Lexington is the center of Kentucky's famed horse breeding industry, and the area is dotted with pristine farms surrounded by bright white wooden fences. The nearby Keeneland Race Course was the site of several news briefings.

WEATHER NOT A FACTOR

The predawn weather was not likely a factor in the crash, Comair President Don Bornhorst said. The plane, obtained new in January 2001, had a clean maintenance record and the crew was well-rested and familiar with the aircraft, which had performed 12,048 takeoff and landing "cycles," he added.

Airport director Michael Gobb said the shorter runway was not lighted, while work to repave and refurbish the longer one had been completed last week.

Comair started in Cincinnati in 1977 as a small commuter airline, then began its partnership with Delta in 1984 and became a wholly owned subsidiary in 2000. It has 168 CRJ jets and operates 920 daily flights to 110 U.S. cities, Canada and the Bahamas.

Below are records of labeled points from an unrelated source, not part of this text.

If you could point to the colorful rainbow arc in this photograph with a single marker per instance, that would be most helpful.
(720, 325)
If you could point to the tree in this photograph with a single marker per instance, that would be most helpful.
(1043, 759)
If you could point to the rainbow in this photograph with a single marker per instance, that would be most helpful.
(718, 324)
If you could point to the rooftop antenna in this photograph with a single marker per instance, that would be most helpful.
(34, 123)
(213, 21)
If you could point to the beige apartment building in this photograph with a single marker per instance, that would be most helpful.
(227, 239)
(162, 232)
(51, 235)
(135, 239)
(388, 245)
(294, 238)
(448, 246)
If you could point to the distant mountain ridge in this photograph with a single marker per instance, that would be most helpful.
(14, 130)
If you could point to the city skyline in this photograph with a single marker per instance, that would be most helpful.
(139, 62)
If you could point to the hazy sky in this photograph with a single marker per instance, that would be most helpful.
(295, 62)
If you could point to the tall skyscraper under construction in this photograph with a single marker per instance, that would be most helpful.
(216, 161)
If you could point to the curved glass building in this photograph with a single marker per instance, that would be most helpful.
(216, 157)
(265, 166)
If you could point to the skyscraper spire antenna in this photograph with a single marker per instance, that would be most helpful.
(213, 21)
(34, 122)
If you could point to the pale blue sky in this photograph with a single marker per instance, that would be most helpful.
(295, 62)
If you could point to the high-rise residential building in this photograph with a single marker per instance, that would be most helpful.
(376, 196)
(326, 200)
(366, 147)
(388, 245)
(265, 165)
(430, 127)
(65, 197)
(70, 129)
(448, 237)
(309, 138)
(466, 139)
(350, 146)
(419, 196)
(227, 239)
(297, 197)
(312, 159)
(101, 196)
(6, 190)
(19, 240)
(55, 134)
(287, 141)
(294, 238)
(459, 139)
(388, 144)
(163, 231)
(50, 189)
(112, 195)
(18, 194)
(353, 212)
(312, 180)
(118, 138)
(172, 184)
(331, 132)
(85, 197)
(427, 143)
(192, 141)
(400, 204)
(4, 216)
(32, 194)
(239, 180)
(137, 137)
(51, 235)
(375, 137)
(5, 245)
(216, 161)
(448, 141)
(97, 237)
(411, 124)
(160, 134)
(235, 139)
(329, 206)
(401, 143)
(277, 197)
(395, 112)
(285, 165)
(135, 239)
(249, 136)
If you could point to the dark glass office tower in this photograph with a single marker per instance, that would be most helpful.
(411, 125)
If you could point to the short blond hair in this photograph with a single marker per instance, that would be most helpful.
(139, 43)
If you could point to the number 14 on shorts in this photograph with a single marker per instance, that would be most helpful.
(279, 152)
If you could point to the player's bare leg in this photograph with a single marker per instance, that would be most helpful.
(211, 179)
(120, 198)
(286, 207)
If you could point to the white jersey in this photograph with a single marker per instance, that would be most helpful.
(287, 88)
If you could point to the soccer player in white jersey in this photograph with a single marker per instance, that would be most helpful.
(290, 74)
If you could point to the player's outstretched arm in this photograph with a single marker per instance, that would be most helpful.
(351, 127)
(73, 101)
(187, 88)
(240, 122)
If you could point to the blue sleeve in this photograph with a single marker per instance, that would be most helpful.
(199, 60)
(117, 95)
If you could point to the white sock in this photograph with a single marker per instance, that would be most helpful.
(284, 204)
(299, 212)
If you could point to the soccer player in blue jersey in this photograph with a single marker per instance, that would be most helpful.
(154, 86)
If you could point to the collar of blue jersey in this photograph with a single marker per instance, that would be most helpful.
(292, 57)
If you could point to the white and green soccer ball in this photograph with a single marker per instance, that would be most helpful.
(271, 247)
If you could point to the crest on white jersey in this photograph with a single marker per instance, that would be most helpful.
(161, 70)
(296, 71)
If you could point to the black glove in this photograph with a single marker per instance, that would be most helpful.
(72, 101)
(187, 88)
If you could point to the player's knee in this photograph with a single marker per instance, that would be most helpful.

Delta entered bankruptcy in September 2005.

The plane's flight data recorder and cockpit voice recorder were both recovered, officials said.

The last major U.S. airline crash involved an American Airlines jetliner that crashed in Queens, New York, in November 2001, killing 265 people.

The most recent crash involving a U.S. commercial airliner also involved a feeder carrier, Air Midwest. That plane crashed and burned immediately after takeoff in North Carolina, killing 21, in January 2003.

The Kentucky crash appeared to be the second-worst in terms of fatalities involving a jet built by Bombardier, the world's third-largest civil aircraft maker.

In November 2004, 47 passengers and six crew members died in the crash of a Bombardier regional jet flown by China Eastern Airlines in Baotou, in China's northern Inner Mongolia region. One person was killed on the ground.

Flights resumed at Lexington's 64-year-old airport, which serves half a dozen carriers, a few hours after the crash.